But the Navy's acquisition chief said lawmakers' proposals to accelerate the deployment would greatly increase costs—and risk deploying an inadequate system.
"It would be putting an awful lot of money on the line in a very risky program," Douglass said.
"I think it's too risky not to go as fast as we can," responded Hunter, who chairs the House procurement subcommittee.
Budget Prognosis
The thorny budget problems have defense-minded lawmakers frustrated.
"I think we're stumbling around in the dark on it, wondering what we're going to do," said one Senate staffer. "It's more than I've seen in my seven years here."
Getting to the 21st-century fleet on the Navy plan will require technological and organizational leaps of faith. But lawmakers worry not only that the Navy won't be able to meet defense needs with the current budget, but whether Navy leadership has a handle on the hard choices.
"I am personally not yet convinced that the Department of the Navy is taking this seriously enough," said Senator Chuck Robb (D-VA) in mid-March.
A congressional defense staffer with knowledge of the Navy's acquisition programs added, "They have been short on those answers and it's frustrating.
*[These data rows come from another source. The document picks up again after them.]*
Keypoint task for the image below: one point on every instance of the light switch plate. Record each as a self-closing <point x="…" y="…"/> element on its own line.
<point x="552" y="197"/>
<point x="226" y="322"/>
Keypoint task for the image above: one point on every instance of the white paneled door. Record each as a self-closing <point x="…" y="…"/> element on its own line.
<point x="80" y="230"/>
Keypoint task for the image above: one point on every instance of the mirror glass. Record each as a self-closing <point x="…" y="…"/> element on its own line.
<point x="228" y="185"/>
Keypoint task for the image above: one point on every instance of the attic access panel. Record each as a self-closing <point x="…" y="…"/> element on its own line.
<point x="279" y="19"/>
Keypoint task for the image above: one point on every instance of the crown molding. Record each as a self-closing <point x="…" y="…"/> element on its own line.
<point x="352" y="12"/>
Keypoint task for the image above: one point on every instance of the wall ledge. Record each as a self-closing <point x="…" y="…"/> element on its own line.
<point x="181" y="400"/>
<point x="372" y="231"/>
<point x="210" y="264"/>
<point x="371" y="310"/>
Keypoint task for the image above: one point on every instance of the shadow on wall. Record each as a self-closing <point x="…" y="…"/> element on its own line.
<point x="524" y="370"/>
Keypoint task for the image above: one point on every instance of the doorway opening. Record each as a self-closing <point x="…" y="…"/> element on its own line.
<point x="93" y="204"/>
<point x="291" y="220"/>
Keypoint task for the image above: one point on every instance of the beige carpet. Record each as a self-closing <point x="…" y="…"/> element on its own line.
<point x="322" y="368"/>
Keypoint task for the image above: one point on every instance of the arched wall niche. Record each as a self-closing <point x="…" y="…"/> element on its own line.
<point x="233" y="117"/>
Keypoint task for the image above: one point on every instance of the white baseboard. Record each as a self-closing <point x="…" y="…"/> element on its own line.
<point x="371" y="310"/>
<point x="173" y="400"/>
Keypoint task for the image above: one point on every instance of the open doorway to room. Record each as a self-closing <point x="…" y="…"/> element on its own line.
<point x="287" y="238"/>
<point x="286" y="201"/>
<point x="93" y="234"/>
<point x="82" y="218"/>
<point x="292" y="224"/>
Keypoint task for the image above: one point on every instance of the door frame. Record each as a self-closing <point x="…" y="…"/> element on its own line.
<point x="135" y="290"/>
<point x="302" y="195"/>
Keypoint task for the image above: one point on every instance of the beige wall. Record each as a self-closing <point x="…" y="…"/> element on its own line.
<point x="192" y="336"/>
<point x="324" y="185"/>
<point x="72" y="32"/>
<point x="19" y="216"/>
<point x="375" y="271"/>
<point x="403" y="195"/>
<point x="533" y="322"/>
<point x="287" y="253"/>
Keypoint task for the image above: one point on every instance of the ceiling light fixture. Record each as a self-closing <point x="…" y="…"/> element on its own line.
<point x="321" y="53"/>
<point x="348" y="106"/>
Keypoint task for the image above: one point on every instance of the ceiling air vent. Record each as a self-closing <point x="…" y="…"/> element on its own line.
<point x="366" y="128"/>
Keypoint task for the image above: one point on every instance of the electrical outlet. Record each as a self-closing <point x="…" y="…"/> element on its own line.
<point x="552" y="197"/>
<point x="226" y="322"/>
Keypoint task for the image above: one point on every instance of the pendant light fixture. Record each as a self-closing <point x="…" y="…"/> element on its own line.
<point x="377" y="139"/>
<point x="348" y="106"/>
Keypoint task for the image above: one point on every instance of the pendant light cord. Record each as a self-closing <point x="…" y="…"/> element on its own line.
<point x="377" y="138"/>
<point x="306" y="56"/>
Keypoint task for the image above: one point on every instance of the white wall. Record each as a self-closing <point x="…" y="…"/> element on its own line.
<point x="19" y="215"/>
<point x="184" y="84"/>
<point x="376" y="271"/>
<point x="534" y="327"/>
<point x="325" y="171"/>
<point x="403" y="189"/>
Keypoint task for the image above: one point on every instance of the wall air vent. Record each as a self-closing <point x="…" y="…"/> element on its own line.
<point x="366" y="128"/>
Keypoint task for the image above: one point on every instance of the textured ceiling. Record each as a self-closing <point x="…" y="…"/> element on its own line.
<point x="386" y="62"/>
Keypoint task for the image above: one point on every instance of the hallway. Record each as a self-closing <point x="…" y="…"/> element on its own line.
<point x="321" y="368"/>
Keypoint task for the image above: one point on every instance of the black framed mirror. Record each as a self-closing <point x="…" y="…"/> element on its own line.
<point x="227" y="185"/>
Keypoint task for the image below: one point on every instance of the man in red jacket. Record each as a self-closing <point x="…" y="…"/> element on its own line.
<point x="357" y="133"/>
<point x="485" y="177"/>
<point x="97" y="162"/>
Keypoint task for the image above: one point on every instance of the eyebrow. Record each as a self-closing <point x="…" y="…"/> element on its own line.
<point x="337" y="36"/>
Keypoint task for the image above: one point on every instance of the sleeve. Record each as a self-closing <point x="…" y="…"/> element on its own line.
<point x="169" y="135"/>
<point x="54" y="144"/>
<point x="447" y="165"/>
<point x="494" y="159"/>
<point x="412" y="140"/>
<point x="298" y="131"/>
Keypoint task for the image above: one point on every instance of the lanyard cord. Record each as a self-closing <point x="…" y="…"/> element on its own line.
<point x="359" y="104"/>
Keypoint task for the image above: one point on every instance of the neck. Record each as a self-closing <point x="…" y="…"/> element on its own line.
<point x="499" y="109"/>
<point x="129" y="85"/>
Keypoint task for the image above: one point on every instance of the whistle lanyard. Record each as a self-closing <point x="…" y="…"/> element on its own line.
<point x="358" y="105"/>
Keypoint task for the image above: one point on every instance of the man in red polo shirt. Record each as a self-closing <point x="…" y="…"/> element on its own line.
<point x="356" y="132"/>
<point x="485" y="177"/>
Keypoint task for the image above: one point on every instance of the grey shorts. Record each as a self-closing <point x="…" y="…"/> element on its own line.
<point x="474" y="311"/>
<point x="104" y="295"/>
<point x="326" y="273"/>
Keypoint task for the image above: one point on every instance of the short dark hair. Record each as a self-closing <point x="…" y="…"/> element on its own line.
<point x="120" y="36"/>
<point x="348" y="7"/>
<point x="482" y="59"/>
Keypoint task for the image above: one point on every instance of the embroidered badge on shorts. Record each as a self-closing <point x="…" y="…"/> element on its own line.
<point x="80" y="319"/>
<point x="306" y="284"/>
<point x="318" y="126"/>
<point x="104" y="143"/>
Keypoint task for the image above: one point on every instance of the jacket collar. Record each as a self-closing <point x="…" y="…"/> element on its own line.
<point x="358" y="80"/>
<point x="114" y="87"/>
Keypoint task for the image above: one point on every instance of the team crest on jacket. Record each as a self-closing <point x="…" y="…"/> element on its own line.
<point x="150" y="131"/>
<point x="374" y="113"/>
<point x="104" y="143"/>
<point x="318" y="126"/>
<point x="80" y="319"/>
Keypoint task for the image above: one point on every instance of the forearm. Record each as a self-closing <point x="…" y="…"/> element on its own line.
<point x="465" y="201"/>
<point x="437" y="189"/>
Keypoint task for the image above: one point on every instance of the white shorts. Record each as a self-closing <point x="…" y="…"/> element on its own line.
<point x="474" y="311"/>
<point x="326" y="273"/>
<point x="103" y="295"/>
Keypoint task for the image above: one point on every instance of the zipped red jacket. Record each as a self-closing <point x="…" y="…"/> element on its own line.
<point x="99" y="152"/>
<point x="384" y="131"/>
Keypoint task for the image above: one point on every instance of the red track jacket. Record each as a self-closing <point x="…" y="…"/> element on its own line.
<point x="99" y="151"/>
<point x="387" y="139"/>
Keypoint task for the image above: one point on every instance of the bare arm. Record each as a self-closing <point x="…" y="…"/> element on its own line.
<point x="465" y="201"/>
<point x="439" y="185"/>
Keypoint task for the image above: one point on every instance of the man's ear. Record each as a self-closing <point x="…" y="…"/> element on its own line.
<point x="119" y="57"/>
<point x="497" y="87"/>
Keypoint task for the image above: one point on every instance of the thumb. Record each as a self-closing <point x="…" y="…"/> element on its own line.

They have to settle some internal bureaucratic wars."
And for this year at least, there may be no congressional deus ex machina to kick start the shipbuilding program.
"Politically, it's hard to see how that's going to happen, barring an international crisis," Senator Joseph I. Lieberman (D-CT) told the Navy's requirements officials at an early March hearing.
Bradley Peniston is a staff writer for Navy Times.